Но война не нуждается в длительности, чтобы изменить человека. Иногда хватает одной ночи, одного разрыва, одного тела, которое ещё утром просило передать табак, а к вечеру стало частью грязи.
Окопы встретили его не героикой, а сыростью.
Грязь была повсюду: под ногтями, в хлебе, на письмах, в складках шинели. Она лезла в сон, в пищу, в мысли. Крысы двигались уверенно, как местные жители. Артиллерия работала с тупым усердием промышленности. Небо редко бывало высоким; чаще оно висело низко, задымлённое, равнодушное. Люди говорили о еде, сапогах, вшах, отпусках и смерти – не потому, что были грубы, а потому, что высокие слова слишком быстро становились непригодными, как промокшие спички.
Там, среди мальчишек, которых школьные учителя недавно учили любить родину, родилась не книга, а знание: родина может послать тебя умирать, а потом прислать открытку с орлом.
Тридцать первого июля осколки настигли его.
Взрыв не был литературным. Он не сопровождался ясной мыслью о судьбе поколения. Сначала был удар, потом грязь, потом странное удивление, что тело, которое считалось своим, вдруг стало набором мест, откуда течёт кровь. Ранение оказалось тяжёлым, но не смертельным. Это потом такая формулировка выглядит аккуратной. На месте она означает только одно: ты ещё не умер, но уже не уверен, что это твоя заслуга.

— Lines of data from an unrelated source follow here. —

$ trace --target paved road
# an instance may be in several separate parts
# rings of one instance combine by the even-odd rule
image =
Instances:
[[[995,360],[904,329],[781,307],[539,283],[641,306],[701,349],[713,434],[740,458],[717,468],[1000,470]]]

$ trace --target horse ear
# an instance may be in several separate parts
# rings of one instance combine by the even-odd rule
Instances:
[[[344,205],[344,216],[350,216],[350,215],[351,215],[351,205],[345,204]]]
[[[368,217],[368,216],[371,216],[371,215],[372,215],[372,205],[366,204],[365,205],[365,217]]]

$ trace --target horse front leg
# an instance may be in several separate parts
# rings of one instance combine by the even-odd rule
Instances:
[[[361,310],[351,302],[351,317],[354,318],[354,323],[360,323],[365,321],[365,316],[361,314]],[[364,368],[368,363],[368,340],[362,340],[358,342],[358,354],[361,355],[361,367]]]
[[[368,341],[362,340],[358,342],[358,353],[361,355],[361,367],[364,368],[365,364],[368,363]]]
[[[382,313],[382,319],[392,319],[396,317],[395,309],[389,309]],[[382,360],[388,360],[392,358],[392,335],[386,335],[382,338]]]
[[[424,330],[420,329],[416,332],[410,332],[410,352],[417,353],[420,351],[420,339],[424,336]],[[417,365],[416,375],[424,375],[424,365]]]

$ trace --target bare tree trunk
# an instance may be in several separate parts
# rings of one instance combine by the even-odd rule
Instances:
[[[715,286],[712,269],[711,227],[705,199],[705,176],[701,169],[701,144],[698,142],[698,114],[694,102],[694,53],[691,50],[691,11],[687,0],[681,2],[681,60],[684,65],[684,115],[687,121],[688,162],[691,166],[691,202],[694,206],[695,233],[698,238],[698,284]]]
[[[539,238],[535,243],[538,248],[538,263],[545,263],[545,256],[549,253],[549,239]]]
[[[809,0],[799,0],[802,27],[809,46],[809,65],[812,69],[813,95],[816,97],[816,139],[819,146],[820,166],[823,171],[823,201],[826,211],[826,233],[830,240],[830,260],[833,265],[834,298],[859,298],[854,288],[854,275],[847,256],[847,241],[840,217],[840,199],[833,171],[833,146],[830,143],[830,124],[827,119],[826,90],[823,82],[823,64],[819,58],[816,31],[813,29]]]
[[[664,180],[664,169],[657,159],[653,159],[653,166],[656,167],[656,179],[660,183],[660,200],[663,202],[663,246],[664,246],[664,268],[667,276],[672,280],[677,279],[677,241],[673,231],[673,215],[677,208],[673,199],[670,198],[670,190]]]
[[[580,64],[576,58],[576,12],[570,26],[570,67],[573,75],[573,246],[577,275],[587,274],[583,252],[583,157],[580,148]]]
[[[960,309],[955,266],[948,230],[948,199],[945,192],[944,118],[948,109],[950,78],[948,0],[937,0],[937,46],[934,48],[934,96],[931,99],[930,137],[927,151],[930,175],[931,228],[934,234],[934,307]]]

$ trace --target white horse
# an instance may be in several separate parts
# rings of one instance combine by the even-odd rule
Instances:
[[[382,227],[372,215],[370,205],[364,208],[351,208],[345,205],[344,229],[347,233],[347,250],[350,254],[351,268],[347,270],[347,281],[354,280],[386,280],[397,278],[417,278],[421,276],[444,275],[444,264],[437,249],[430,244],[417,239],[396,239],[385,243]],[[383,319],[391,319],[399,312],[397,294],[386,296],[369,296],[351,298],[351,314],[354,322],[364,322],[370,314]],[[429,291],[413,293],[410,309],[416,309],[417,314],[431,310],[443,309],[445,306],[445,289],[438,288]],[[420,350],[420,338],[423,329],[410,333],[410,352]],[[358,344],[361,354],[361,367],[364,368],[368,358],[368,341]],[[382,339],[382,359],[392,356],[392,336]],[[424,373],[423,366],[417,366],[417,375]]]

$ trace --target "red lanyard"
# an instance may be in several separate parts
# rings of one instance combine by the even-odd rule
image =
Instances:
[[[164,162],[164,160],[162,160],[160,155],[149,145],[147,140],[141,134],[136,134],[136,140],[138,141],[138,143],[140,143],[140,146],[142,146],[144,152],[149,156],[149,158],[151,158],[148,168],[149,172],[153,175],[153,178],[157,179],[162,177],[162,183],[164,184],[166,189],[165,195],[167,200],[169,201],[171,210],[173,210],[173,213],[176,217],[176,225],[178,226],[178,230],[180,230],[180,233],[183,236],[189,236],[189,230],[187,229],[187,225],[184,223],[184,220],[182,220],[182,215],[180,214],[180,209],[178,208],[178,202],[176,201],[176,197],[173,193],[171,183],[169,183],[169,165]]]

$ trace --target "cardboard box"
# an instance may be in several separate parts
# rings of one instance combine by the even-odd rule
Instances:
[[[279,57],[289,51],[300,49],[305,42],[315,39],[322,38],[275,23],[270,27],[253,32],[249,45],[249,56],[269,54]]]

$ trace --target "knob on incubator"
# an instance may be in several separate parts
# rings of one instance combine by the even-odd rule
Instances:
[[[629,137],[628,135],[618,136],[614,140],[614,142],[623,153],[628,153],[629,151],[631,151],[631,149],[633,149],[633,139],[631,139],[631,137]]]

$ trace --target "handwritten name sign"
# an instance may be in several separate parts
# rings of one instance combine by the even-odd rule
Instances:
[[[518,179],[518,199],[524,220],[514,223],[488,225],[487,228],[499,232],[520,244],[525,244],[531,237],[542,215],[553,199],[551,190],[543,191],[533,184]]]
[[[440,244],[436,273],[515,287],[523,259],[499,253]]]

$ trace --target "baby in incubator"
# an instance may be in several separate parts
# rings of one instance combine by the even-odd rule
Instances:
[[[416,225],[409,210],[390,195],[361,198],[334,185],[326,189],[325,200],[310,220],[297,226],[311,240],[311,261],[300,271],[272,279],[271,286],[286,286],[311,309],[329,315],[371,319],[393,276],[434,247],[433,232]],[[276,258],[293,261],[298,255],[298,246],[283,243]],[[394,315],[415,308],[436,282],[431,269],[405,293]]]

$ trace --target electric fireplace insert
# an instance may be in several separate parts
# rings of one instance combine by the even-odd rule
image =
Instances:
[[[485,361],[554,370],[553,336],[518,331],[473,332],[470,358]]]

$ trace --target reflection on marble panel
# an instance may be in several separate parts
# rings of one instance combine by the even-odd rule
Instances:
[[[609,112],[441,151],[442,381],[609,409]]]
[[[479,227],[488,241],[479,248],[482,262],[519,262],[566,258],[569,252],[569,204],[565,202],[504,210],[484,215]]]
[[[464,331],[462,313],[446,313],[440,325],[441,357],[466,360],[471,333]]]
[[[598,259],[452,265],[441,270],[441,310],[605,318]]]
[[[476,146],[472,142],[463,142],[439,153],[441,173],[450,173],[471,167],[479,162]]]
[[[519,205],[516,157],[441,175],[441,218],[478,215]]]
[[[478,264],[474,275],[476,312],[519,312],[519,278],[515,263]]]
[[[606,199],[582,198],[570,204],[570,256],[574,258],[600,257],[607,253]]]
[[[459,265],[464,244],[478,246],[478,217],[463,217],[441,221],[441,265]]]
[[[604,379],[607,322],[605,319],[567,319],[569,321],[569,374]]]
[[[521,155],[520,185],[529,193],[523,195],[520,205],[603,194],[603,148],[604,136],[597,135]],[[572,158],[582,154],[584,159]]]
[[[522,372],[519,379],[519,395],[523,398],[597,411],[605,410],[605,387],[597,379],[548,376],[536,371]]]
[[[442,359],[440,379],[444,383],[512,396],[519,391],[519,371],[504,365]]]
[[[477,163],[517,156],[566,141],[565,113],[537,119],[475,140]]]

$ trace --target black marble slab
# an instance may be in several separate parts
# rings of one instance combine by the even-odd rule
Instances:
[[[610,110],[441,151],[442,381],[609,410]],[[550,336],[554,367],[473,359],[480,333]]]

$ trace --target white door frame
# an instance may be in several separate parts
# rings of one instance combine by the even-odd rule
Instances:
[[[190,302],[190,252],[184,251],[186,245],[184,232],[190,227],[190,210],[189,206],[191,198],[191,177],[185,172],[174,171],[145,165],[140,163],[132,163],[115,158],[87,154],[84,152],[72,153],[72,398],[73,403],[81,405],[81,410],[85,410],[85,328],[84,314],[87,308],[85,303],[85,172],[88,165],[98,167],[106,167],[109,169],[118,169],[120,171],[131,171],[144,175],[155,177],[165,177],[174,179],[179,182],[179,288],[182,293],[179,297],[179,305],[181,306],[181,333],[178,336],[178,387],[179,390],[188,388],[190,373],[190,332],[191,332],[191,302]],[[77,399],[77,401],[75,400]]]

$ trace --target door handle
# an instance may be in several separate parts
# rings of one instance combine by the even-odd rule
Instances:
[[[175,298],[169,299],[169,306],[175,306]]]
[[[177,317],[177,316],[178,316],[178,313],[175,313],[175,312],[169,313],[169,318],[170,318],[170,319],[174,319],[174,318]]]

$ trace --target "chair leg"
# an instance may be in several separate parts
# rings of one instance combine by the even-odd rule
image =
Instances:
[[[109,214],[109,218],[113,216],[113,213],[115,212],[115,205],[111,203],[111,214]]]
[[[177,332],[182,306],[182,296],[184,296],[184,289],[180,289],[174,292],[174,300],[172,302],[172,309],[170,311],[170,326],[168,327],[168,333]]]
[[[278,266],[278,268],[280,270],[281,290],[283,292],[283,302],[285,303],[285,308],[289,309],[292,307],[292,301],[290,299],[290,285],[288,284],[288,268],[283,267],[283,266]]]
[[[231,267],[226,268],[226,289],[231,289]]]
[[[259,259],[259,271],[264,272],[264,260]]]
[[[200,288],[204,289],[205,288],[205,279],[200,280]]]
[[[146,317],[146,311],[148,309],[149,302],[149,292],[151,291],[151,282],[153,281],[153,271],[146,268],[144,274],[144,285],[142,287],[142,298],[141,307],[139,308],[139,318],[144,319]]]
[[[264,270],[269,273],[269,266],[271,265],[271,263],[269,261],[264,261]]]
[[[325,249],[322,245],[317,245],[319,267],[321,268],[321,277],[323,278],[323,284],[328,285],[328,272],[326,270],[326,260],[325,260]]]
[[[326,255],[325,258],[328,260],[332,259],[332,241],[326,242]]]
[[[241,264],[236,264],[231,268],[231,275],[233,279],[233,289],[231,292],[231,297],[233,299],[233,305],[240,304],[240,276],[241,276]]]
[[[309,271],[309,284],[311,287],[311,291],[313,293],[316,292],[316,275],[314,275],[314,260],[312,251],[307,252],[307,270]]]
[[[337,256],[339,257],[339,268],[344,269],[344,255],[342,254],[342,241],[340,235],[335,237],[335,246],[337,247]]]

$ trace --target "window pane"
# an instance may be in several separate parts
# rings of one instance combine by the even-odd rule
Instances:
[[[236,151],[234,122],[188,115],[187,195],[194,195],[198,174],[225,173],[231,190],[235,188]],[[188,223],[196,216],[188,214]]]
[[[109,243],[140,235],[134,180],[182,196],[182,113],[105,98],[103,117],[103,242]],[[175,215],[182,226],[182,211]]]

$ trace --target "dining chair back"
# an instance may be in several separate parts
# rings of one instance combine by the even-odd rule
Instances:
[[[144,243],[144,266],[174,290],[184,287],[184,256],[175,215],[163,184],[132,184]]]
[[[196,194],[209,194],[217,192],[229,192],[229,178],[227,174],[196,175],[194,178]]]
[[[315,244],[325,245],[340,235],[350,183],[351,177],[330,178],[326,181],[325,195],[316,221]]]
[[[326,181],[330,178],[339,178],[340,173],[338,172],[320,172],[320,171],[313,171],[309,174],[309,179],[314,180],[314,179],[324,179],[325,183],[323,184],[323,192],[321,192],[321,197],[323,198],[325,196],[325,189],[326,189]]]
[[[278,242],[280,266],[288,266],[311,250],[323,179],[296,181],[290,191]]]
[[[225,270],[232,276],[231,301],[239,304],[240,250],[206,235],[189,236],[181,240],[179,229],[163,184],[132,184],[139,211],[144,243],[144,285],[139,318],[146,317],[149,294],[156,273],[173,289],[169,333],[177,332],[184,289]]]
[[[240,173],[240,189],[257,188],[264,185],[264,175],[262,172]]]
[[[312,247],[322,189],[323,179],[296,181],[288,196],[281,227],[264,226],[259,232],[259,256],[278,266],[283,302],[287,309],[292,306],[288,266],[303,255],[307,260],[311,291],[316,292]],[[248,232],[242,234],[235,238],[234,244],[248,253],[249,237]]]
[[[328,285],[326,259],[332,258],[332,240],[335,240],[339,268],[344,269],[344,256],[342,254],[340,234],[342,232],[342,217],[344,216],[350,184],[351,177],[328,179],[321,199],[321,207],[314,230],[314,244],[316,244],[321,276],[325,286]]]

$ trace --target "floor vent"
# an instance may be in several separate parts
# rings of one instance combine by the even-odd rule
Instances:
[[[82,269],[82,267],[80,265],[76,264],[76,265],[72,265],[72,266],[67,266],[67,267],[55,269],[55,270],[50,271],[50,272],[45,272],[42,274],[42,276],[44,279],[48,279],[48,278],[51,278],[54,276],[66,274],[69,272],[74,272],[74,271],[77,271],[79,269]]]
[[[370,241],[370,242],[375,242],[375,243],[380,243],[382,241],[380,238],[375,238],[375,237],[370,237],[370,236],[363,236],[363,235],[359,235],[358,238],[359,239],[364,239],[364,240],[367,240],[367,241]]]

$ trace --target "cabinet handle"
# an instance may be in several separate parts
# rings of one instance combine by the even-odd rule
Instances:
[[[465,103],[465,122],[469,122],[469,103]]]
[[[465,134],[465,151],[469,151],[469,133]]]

Госпиталь в Дуйсбурге был другой школой.
Там не кричали «ура». Там стонали, бредили, ждали перевязки, завидовали тем, кто спит, и боялись тех, кто перестаёт просить воды. Медсёстры двигались с деловитой нежностью, которую война быстро превращает в профессиональную броню. Врачи говорили коротко. Письма пахли домом, но дом в них становился всё более неправдоподобным.
Эрих лежал среди людей, которые по частям возвращались из мясорубки. Кто-то потерял ногу, кто-то зрение, кто-то голос, кто-то способность смеяться. Он слушал их ночью. В темноте раненые часто говорили честнее, чем днём. Днём ещё держалась дисциплина, привычка к лицу, страх показаться слабым. Ночью каждый становился тем, чем был: сыном, женихом, должником, сапожником, студентом, испуганным мальчиком.
Позже в «На Западном фронте без перемен» появится госпитальная правда – без украшений, без медной музыки, без сладкой отравы патриотической риторики. Но тогда это ещё не было литературой. Это было дыханием соседей по палате.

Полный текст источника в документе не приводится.